Ночь шла, а тетка Лукерья все никак не возвращалась. Уже третьи петухи отпели, а ее все нет. Наконец Ольгушку, несмотря на тревогу, начала одолевать дремота. Только завела глаза – вдруг грохот в сенях! Словно что-то тяжелое упало!
Ольгушка подхватилась, выскочила из своей каморки, кухню перебежала, толкнула было дверь в сенцы, а она не открывается, будто ее завалили с той стороны. И стонет кто-то едва слышно!
Прислушалась – а это, оказывается, тетка Лукерья стонет:
– Оля… Ольгушка… помоги…
Господи, воля твоя! Что же это творится?!
А темно, а ничего не видно! Ольгушка лучинку от божницы зажгла, в светец воткнула, кое-как в этой полутьме на вершок дверь сдвинула – дальше не может: при каждом толчке тетка громче стонет да шибче охает.
Ну, боженька все ж надоумил: вылезла девка в окошко, обежала дом и заскочила в сени со двора.
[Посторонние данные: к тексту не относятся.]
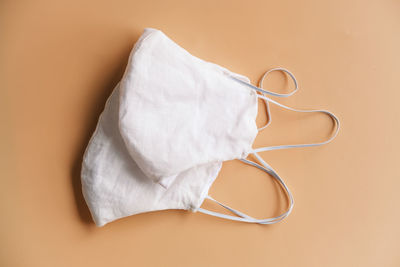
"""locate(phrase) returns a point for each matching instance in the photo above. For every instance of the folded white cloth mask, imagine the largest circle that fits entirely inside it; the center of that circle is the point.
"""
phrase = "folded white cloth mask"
(166, 129)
Видит, тетка Лукерья лежит согнувшись, к двери приткнувшись. На ту минуту она обеспамятела, поэтому не охала, не стонала, когда Ольгушка ее в сторонку оттащила, чтобы двери можно было отворить, а потом заволокла в избу.
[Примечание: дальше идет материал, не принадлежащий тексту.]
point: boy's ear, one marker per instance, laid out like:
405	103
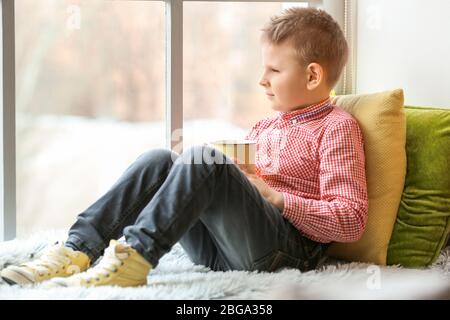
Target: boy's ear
315	75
И заметила Ольгушка – что-то попадья вся мокрая. И волосы, и одежда. Платка на голове нет – видать, потеряла. Но почему мокрая? В речку, что ли, сорвалась с обрыва? Но речка с другой стороны, не с той, куда тетка Лукерья направлялась. Или в какой-то болотине увязла? Но поблизости никаких болот нет. Дождя тоже не было… Удивительно!
Простынет тетка, думает Ольгушка, в мокром-то, надо ее раздеть. Потянула с нее одежду, глядит – а все тело у нее исцарапано да изранено до крови! На шее царапины от чьих-то когтей глубоченные – диво, что из них кровь не струится. Или вытекла уже вся кровушка?.. Вот почему одежда тетки Лукерьи мокрая, значит!
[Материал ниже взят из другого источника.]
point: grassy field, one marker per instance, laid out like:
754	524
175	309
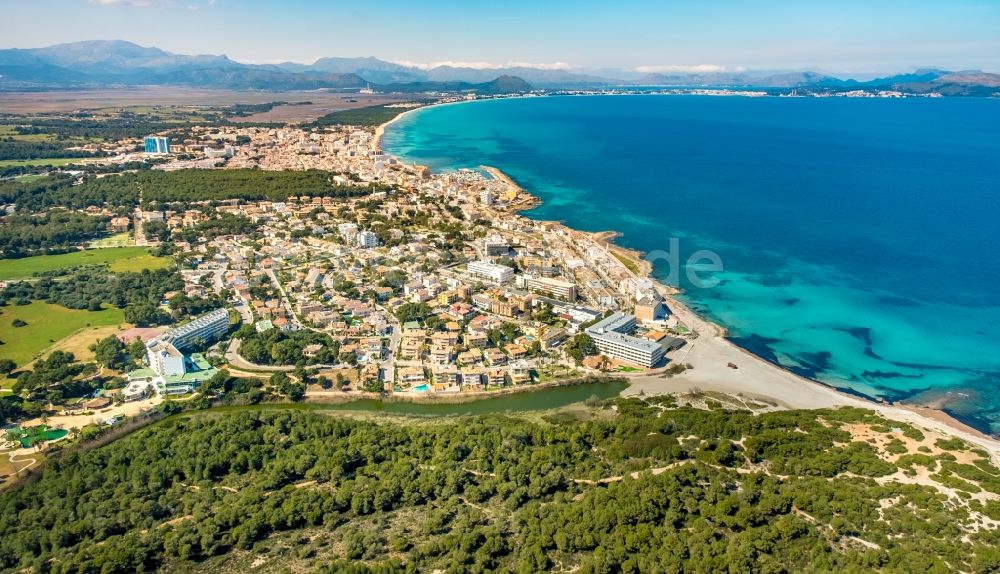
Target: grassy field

– Господи, – пробормотала Ольгушка, – Боже милостивый, да что же это с вами, тетушка?!
Жалко ей тетку стало – чуть не плачет, все обиды забылись, хочет помочь, а не знает, что делать, как быть, кого звать. В округе ни одной порядочной знахарки не осталось после того, как Ольгушкины родители померли, а бабка Агафья, которая тоже травознайством пробавлялась, теперь в соседнюю деревню к сыну перебралась. Сын-то, чай, не выдаст родимую матерь, если опять на мир крещеный найдет страсть виновников беды искать среди тех, кто ни в чем не виновен!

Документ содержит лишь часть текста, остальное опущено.